Monday, August 29, 2011

Culinary Arts

   Variety is the spice of Life. And after a week of fast food and leftovers, I was thrilled this weekend to have the time and reason to COOK. It helps to have friends to cook for. Good company I think is the best ingredient in any meal. Between discordant work schedules, and picky appetites, I rarely bother to pull out the pots and pans when it's just me and my husband who are eating. On a general basis, I don't cook. I eat. Somehow. You would think one would preclude the other, but no, not in our modern world of Chick-filla and microwaves. Food is instant. Food is fuel. If you're lucky it doesn't taste like crap, but it's something that we just don't have time to really think about these days.

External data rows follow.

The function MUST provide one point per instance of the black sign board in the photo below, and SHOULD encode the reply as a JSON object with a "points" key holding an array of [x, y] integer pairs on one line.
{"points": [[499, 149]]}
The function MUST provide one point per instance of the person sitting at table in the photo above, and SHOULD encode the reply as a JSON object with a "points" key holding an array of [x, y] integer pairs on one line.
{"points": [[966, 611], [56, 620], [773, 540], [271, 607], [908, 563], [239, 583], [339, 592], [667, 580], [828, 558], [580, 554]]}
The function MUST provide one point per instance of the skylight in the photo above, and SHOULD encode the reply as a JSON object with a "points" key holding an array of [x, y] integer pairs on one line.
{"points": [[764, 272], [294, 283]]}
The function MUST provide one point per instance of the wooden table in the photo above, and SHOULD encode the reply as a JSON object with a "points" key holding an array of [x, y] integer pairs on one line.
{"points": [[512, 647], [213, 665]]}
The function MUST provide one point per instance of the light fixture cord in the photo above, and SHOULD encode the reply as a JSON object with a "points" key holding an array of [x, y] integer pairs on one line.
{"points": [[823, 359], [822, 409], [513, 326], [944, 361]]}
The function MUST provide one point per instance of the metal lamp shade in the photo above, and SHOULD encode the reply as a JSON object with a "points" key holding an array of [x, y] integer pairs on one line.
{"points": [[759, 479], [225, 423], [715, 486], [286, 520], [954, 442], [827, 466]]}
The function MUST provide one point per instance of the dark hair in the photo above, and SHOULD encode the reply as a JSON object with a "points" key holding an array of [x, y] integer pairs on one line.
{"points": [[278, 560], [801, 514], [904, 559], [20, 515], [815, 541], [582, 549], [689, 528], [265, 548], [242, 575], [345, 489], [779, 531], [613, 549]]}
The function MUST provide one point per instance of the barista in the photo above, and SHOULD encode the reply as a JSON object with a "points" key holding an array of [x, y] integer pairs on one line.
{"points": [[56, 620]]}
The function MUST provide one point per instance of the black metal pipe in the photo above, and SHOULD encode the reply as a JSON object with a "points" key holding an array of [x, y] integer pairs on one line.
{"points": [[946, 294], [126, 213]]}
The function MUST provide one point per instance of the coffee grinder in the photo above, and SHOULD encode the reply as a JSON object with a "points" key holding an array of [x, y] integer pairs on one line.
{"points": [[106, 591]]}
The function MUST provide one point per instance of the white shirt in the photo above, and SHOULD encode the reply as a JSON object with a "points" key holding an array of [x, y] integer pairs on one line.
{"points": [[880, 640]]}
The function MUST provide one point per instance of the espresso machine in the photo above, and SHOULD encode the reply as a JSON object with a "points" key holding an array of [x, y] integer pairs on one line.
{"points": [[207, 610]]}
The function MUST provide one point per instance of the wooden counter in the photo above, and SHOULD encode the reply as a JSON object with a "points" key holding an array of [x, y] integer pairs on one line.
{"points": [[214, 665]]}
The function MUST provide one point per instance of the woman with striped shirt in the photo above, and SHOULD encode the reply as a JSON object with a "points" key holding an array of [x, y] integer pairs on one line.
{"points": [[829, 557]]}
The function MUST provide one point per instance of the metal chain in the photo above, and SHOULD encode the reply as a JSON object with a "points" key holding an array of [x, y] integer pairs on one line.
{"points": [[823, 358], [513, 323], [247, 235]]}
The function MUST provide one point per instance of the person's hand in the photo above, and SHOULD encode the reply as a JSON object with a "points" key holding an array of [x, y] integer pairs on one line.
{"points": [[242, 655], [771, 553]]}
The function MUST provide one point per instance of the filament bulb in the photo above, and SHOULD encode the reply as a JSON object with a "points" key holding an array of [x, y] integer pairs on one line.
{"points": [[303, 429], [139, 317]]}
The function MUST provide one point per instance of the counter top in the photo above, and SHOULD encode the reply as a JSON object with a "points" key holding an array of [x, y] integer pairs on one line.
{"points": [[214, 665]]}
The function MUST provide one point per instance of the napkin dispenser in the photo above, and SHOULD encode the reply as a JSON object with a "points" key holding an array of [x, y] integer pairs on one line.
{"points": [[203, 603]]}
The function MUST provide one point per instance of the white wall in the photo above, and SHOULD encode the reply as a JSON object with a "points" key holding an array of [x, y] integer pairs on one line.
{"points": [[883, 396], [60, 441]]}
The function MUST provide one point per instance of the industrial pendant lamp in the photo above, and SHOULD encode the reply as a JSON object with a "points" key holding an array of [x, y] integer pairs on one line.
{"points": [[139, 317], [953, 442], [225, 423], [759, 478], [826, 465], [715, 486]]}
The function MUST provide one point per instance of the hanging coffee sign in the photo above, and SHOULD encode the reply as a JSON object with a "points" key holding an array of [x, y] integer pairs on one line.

   But oh, for the times that I may feast! To actually plan a meal! A real meal, with multiple food groups in it! Even perhaps more than one course! I feel I use different words, and entirely different parts of my brain when I cook. The whole experience is multi sensory. Let's start by looking:

   I love cook books. Specifically the big hardback ones with glossy pages full of beautiful photographs of glistening deserts and roasts and breads. I may be a bit of a snob this way. I grew up using my mothers cook books that were simple paper with a little country style border and just words and directions. Even though glossy or not, it all ends up sticky and covered in flour, but these plain ol' boring ones don't let you know what you're getting! How can I anticipate the deliciousness of pie if I don't know what it's supposed to look like when it's done? Moreover, what will I judge my own skills against? When your dish comes out brown and mushy instead of gold and crispy you know you did something wrong and you have a clear picture of what "gold and crispy" is. Pictures put you on the right path, by helping you decide what you want to cook, what you want to experience in the first place.

  The next step to a fulfilling cooking experience: Proper preparation. This is my biggest short coming, and always has been, but you really do make your life easier by reading the directions first. You know what ingredients and what tools you need. You also know how much time you need. This takes HOW LONG to cook?! Do I need to prepare the marinade in advance? You know to check your own cupboards to see what you need vs. what you have. You also can decide what may be substituted for something else. Must I go out and buy a Lemon zester? Or can I slice the peel very thinly? Can I use pears instead of figs? Can I use half and half instead of cream? Will soy milk be ok? Then you get to make your shopping list. To the local grocery store!

   I know most people hate grocery shopping, but I actually don't mind. Planning sometimes involves making a trip. Plus I think it's kinda cool to know where food comes from, what it looks like before it's real food. Also you always get better results when you use fresh ingredients. It turns cooking into a quest. Which for a special occasion, or a special person, makes the whole process, well, even more special. Nothing like having a reason to visit a spice store, or actually drive down to that shack by the creek for fresh caught sea food. Yay buying local!

   Now we get to see our food take shape! You get to use all sorts of words and motions that you really don't use doing anything else: chopping, mincing, dicing, paring, sifting,....tasting! Make a mess! In the name of culinary science! We are creating, but within the directed confines of the recipe, to which I will defer to some other chefs experience and wisdom. Things begin to boil, bake, waft, simmer, bubble. Smells fill your whole house and you know you are on the right track. Or it smells dreadful and you know you did something wrong. You are constantly being corrected and validated by your environment! Which is pretty cool!

  Ding! The timer! The moment of Truth! Did my creation match the picture? A little different? Still delicious? Yes! Success! Now for the final sense: Taste! The best part. You may now fill your stomach with something your brain and your hands worked to create, and if your lucky, it may fill the bellies of your friends and family as well. My family and I may disagree on several things about our respective life choices, but we can all agree spaghetti is delicious no matter which of us makes it. By eating something you prepare, you can be transported. By the fragrant spice of Indian tandoori chicken, by the savory comfort of french onion soup, the tender warmth of fresh challah, the nutty deliciousness of pad thai, or the heavenly guilty pleasure of fresh brownies! We bask in our senses, we are pleased with our fullness, and we bask in the memories attached to each taste and smell. A totally satisfactory creative experience.